Trump himself received a call from Boeing CEO Dennis Muilenburg two days after the Ethiopian Airlines crash, during which Muilenburg reportedly continued to uphold the Max 8’s safety. The FAA finally grounded the plane on March 13, after every other country in the world had done so.
The relationship between Trump and Muilenburg is only a symptom of the much broader collusion between the airline industry and the US government. Starting in 2005 and expanded during the Obama administration, the FAA introduced the Organization Designation Authorization (ODA) program, which allows the agency to appoint as “designees” airplane manufacturers’ employees to certify their own company’s aircraft on behalf of the government.
As a result, there was virtually no federal oversight on the development of the 737 Max 8. FAA Acting Administrator Dan Elwell told Congress, “As a result of regular meetings between the FAA and Boeing teams, the FAA determined in February 2012 that the [Max 8] project qualified… [a] project eligible for management by the Boeing ODA.” This extended to the MCAS system as well.
This is the logical end of the deregulation of the airline industry as a whole that was spearheaded by the Democratic Carter administration, which passed the Airline Deregulation Act in 1978. With the help of liberal icon Edward Kennedy, the legislation disbanded the Civil Aeronautics Board, which up to that point treated interstate airlines as a regulated public utility, setting routes, schedules and fares.
In a rational world, the ongoing Senate hearings and Department of Justice investigations would have already brought criminal charges against Muilenburg, Sinnett, Elwell and all those involved in overseeing the production, certification and sale of the 737 Max 8. This would include the executives at Boeing and all those who have helped to deregulate the industry at the expense of human lives.
Under capitalism, however, Boeing will get little more than a slap on the wrist.

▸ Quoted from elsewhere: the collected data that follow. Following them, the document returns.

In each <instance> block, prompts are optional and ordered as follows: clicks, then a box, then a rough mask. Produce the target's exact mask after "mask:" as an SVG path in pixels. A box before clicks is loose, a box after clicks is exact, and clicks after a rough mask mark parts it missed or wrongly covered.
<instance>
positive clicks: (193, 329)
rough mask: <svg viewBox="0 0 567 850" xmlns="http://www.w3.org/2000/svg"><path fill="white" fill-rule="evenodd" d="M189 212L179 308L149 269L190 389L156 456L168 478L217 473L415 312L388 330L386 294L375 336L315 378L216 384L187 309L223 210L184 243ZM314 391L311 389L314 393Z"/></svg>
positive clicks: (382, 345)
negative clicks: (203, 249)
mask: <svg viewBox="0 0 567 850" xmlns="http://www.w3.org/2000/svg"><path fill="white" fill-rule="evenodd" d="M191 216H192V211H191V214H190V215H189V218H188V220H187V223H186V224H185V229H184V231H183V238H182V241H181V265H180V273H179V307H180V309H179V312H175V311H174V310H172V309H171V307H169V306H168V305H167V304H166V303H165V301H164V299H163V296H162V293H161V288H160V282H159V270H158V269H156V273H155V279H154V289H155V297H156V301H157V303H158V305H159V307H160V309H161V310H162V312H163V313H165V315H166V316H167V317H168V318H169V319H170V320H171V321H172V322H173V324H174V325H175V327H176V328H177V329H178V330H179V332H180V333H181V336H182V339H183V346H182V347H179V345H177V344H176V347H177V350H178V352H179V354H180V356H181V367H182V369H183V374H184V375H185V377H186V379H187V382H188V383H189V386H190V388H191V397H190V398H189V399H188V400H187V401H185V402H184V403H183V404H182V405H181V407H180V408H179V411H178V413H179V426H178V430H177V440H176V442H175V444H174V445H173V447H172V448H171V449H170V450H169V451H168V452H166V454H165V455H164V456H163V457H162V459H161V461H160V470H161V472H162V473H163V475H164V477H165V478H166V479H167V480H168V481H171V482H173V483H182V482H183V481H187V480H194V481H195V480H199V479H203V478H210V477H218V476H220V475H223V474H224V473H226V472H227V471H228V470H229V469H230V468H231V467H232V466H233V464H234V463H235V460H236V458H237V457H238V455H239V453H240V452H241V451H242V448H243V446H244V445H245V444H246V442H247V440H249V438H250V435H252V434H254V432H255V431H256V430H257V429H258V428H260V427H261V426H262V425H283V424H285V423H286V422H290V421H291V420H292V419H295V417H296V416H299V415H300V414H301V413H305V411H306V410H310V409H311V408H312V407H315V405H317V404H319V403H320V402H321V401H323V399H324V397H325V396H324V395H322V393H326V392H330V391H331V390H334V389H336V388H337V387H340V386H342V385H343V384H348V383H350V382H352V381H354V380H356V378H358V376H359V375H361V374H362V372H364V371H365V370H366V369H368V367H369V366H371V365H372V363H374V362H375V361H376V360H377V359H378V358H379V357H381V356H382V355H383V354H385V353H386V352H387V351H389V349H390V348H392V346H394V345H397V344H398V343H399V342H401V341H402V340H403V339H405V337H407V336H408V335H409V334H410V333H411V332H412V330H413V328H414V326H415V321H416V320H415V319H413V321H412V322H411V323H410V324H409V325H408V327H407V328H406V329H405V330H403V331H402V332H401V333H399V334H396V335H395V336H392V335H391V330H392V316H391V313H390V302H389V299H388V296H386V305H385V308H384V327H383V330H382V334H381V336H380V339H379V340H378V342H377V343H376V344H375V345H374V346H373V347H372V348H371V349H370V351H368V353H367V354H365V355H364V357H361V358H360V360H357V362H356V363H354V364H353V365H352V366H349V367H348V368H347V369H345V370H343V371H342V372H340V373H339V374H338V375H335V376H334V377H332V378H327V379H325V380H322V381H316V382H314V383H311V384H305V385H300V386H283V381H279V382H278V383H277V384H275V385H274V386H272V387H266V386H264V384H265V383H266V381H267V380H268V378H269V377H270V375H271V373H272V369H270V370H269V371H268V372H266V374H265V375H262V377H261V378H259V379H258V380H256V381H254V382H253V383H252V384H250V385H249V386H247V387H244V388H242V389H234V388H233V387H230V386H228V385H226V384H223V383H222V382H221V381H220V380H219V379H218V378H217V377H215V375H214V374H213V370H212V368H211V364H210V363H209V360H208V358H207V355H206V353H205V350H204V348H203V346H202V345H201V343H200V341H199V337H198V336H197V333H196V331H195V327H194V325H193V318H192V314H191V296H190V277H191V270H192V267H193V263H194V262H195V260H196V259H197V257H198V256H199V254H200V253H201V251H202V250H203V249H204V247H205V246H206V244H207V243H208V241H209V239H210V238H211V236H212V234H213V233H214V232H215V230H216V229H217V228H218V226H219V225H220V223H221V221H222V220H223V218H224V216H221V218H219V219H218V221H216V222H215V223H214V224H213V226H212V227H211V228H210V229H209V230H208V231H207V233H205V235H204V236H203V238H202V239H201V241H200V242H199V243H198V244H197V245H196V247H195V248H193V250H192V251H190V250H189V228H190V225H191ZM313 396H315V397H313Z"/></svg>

Experts estimate the company will likely be fined at most $800 million, less than one percent of the $90 billion Boeing expects in sales from the Max 8 in the coming years. As in Hurricane Katrina, the Wall Street crash in 2008, the Deepwater Horizon oil spill in 2010 and Hurricanes Harvey and Maria in 2017, the brunt of this disaster will be borne by the working class.
The Boeing 737 Max 8 disasters point to the inherent incompatibility between safe, comfortable and affordable air transport and private ownership of the airline industry, as well as the division of the world economy between rival nation-states. These catastrophes were driven by both the greed of Boeing executives and big investors and the intensifying trade conflict between the United States and Europe.
The technological advances that make it possible for travelers to move between any two points in the world in a single day must be freed from the constraints of giant corporations and the capitalist system as a whole. Major airlines and aerospace companies must be expropriated on an international scale and transformed into publicly owned and democratically controlled utilities, as part of the establishment of a planned economy based on social need, not private profit.